Maddie (Wallis) has had a lot to deal with in her life. Adopted early on, she has put up with an abusive husband (Abel) and numerous miscarriages. After yet another unwarranted assault by her husband, she locks herself in her room and falls asleep. When she wakes up, he has been brutally murdered by someone with nearly superhuman strength. The detectives assigned to the case, the improbably-named Kekoa Shaw (Young) and the Wanda Sykes-channeling Regina Moss (White), are sympathetic but they are also dealing with some other murders in the Seattle area, including two retired doctors (McKenzie, Clemonson).

The trouble is that Maddie has been having vivid visions of the murders as they are happening. Her adopted sister Sydney (Hasson) is providing moral support, as well as physical care for the battered woman, but the more awful carnage that Maddie sees, the more she realizes that the killer – a spectral being calling himself Gabriel – has a deep and disturbing connection to her own past.

While it is good to see Wan back in the genre that he has been such an integral part of for decades, this isn’t his best work. The good news is that even the lesser entries in his filmography are still worth seeing. While Gabriel is unlikely to enter the pantheon of horror movie icons like Freddie Krueger, Michael Myers, Jason Voorhees, Chucky – or even Jigsaw – his supernatural strength and control of electricity (he communicates through electronic devices like radios, cell phones and loudspeakers) he is a formidable opponent. He doesn’t have the personality to be truly memorable, but the performances – when he makes his emergence in the latter half of the film is truly spectacular – but he suffices.

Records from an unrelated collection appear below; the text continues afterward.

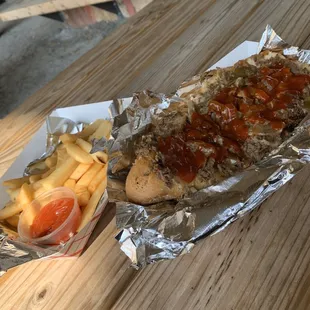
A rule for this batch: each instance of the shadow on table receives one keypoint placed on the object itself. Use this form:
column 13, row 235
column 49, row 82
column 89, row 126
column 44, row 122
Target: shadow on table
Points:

Wallis, who has worked in Wan’s universe in Annabelle, is also not quite memorable as Madison which is largely a fault of the writing. Faring better is Maddie Hasson as Sydney, providing occasional comic relief but just showing a bit more energy than Wallis. What’s truly memorable about the movie, though, are the technical aspects. There are some set pieces near the end that are as good as any that have been filmed for a horror movie, particularly one set in a holding cell. The gore is spectacularly done and effects, most of which are practical, well-integrated. Watching Madison’s reality melt into her vision is particularly nifty.

There are a fair number of odd plot choices, which is not uncommon for movies like this and which generally can be overlooked, but one thing that can’t is that the movie is paced a little too slowly for the first two thirds. Madison and Sydney spend a ton of time looking at case files and doing the kind of exposition that have people reaching for the fast-forward button. One thing that the script gets absolutely right is the reveal of Gabriel and who he is; it’s a knockout. Eliminate some of the research scenes and you would have a classic here. Even as is, this is an entertaining movie that is going to leave most horror buffs with a smile on their faces.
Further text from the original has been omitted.